Versace est l’un des noms les plus célèbres de la mode. Mais les plus jeunes et les non-initiés connaissent encore mal les origines du style flamboyant, immédiatement reconnaissable, de son fondateur, désormais entré dans la pop culture. C’est ce que l’on constate en visitant Gianni Versace Retrospective, présentée à partir du 5 juin au musée Maillol, à Paris, après plusieurs étapes européennes depuis 2017. Repensée avec des prêts inédits, l’exposition explore notamment le lien entre Gianni Versace et la capitale, où il présenta ses collections Atelier Versace dès 1990.
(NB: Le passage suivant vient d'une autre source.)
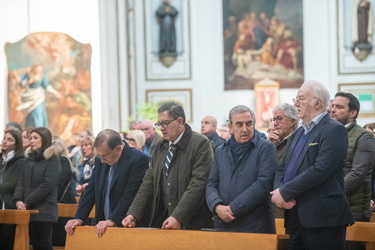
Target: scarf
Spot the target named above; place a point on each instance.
(237, 149)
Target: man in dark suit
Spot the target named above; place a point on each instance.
(148, 128)
(309, 183)
(118, 173)
(174, 185)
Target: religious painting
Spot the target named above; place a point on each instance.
(266, 98)
(181, 96)
(263, 39)
(49, 83)
(167, 39)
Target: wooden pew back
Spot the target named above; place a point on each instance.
(21, 218)
(69, 210)
(84, 237)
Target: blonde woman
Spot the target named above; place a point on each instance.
(86, 163)
(136, 139)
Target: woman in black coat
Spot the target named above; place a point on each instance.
(12, 162)
(65, 193)
(37, 187)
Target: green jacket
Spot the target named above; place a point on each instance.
(186, 183)
(361, 152)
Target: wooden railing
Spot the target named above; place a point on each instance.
(21, 218)
(360, 231)
(69, 210)
(85, 237)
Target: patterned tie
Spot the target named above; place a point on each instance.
(107, 210)
(169, 159)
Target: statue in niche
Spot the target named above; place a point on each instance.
(167, 40)
(362, 29)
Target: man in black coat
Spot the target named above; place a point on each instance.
(116, 177)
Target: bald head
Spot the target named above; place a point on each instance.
(208, 125)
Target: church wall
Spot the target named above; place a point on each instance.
(119, 60)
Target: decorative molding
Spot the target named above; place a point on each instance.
(182, 96)
(346, 61)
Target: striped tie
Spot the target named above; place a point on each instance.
(169, 159)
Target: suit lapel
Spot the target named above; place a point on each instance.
(314, 133)
(123, 162)
(294, 141)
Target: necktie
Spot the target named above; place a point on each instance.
(107, 209)
(168, 159)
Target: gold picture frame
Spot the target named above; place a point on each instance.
(181, 96)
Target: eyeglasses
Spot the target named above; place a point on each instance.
(105, 156)
(277, 118)
(240, 124)
(299, 99)
(164, 124)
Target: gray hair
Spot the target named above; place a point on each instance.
(241, 109)
(318, 91)
(289, 111)
(174, 110)
(214, 121)
(110, 137)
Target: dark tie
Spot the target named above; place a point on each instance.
(107, 209)
(169, 159)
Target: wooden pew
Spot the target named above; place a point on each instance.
(69, 210)
(21, 218)
(85, 237)
(360, 231)
(372, 219)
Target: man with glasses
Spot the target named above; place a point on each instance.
(148, 128)
(174, 185)
(310, 181)
(115, 180)
(241, 178)
(208, 128)
(285, 121)
(361, 151)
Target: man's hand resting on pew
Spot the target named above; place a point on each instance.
(71, 224)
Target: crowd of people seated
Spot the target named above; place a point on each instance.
(313, 166)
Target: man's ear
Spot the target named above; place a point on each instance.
(352, 113)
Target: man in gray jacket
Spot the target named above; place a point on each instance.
(241, 178)
(174, 185)
(361, 152)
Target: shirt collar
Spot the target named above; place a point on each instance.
(177, 140)
(8, 156)
(313, 123)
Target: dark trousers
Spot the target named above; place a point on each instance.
(41, 235)
(332, 238)
(7, 236)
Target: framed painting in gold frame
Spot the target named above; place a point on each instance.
(181, 96)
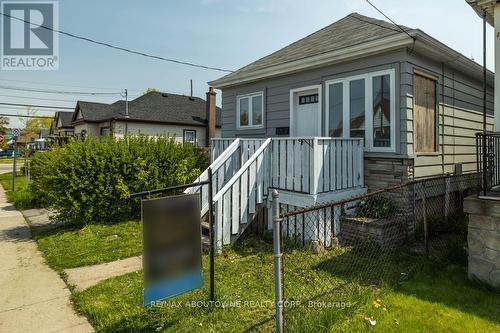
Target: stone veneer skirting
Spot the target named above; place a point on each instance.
(484, 239)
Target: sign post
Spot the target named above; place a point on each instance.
(172, 260)
(15, 134)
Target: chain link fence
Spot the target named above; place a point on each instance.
(342, 254)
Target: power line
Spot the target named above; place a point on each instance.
(41, 99)
(387, 17)
(119, 47)
(38, 106)
(48, 91)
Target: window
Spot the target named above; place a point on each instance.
(189, 136)
(250, 110)
(357, 108)
(425, 115)
(363, 106)
(308, 99)
(381, 110)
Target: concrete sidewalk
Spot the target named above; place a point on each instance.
(33, 298)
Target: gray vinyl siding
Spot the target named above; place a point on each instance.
(462, 104)
(277, 94)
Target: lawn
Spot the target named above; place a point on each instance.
(10, 160)
(6, 181)
(69, 247)
(427, 297)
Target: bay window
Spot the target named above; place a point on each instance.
(363, 106)
(250, 110)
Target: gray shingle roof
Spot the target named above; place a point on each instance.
(151, 107)
(349, 31)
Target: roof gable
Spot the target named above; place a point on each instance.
(151, 107)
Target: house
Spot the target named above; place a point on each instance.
(61, 126)
(153, 114)
(359, 105)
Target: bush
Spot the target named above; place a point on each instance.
(377, 207)
(89, 181)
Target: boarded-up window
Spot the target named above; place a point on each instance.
(425, 114)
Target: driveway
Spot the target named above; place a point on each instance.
(33, 296)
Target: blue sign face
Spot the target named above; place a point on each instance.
(172, 247)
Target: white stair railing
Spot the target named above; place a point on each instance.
(237, 201)
(223, 168)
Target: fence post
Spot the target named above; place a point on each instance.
(277, 262)
(424, 212)
(447, 196)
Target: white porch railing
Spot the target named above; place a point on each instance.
(229, 155)
(308, 165)
(247, 168)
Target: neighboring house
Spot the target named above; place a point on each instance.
(416, 102)
(490, 11)
(153, 114)
(61, 126)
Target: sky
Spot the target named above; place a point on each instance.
(220, 33)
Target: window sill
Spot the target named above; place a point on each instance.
(432, 154)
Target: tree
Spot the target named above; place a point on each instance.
(4, 122)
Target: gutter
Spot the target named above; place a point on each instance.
(421, 42)
(320, 60)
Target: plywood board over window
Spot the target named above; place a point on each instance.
(425, 114)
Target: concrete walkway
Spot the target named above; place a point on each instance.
(87, 276)
(33, 298)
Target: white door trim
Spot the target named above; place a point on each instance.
(293, 93)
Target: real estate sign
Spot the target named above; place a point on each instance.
(172, 247)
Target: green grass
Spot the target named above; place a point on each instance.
(10, 160)
(22, 197)
(426, 298)
(93, 244)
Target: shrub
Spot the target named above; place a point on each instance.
(376, 208)
(89, 181)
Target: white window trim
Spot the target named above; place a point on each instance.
(250, 112)
(368, 107)
(184, 132)
(294, 101)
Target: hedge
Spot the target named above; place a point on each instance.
(89, 181)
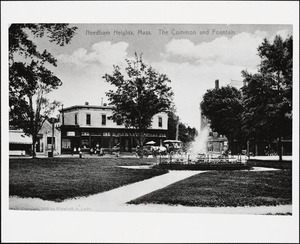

Avec près de 450 pièces – silhouettes, accessoires, croquis, objets, photos et vidéos –, cette première grande rétrospective française depuis 1986 embrasse large. Parfois trop, au risque de noyer certaines pièces dans l’abondance. Pas toujours assez, aussi, pour les plus férus de mode en quête de détails techniques. Plutôt qu’un parcours chronologique, l’exposition choisit une scénographie inspirée des podiums, organisée autour de grands thèmes : création, inspirations, collections clés, personnalités habillées par Versace. Un parti pris défendable, souvent spectaculaire, mais foisonnant, parfois au bord de la saturation. On conseillera donc au visiteur curieux de se munir de l’audioguide, gratuit, non parce que le parcours serait illisible sans lui, mais parce qu’il ajoute une strate d’explications, aide à mieux comprendre certains choix et, surtout, à ralentir face aux pièces. C’est là que l’exposition devient la plus fascinante : lorsqu’elle cesse de commenter Versace pour laisser les vêtements parler.
Le vêtement occupe une place centrale dans l’exposition, mais se retrouve parfois éclipsé par la mythologie Versace. Si le récit insiste sur l’inscription de son travail dans l’art et la culture, c’est encore face aux pièces que l’on mesure le mieux leur puissance : leur sensualité frontale, peut-être le chaînon manquant entre Versace et les sculptures d’Aristide Maillol ; le travail des tissus ; l’accumulation d’ornements, de références et de genres, sans jamais perdre le sens de la coupe. C’est le grand mérite de cette rétrospective : rappeler, au-delà de l’icône et du nom devenu logo, l’intelligence précise d’un savoir-faire.